With the additions, the League's membership is comprised of 40 public school districts and education agencies in 24 states. Districts work together, along with entrepreneurs and researchers, to demonstrate and evaluate technological innovations for nearly 3 million students.
"The strength of the League of Innovative Schools is the aggregate experiences of its members," said Karen Cator, president and CEO of Digital Promise. "By sharing their leadership, challenges and breakthroughs, these eight exemplar districts will help educators across the country tackle the difficult work of improving the opportunity to learn for the nation's students."
The League's newest members include Charlotte-Mecklenburg Schools (N.C.), Elizabeth Forward School District (Penn.), Enlarged City School District of Middletown (N.Y.), Kent School District (Wash.), Riverside Unified School District (Calif.), San Jose Unified School District (Calif.), Springfield Public Schools (N.J.) and West Warwick Public Schools (R.I.).
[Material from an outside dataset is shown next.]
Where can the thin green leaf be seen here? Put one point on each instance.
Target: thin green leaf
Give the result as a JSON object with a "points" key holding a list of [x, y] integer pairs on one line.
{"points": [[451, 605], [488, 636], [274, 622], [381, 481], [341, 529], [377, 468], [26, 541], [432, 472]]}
New member districts were selected from a national pool of applicants. After being nominated by a current League member, each candidate was judged on educational vision, potential for impact and commitment to driving change in education.
In its previous work, the League helped member Houston Independent School District fix technology deficits at Sharpstown High School in Houston, Texas. Instead of online data collection, Sharpstown had a "data room" that was covered from floor to ceiling in grids and numerals indicating student performance data, such as proficiency levels, state test scores and GPAs. Teachers checked the data room daily and met with students -- anonymized with identification numbers -- to discuss their progress.
The League recognized that the school was in dire need of converting the data room into advanced software to track student data. As a result of the League's visit, Houston is working to turn around its worst-performing schools by implementing best practices from charter schools. The visit also inspired members to improve the procurement of technology for underperforming schools.
To address problems such as these, league members participate in meetings, school visits and webinars to share knowledge and ideas. They work in groups to develop common standards and determine technical specifications for new education technologies. They also participate in entrepreneurial accelerators and prize competitions, which grant districts the opportunity to leverage partnerships with research institutions, entrepreneurs and universities.
"The Internet, powerful mobile devices and free educational content have come together to create a huge new opportunity to learn," said Cator in a blog post. "This is education's Internet moment," she continued. "Are we ready?"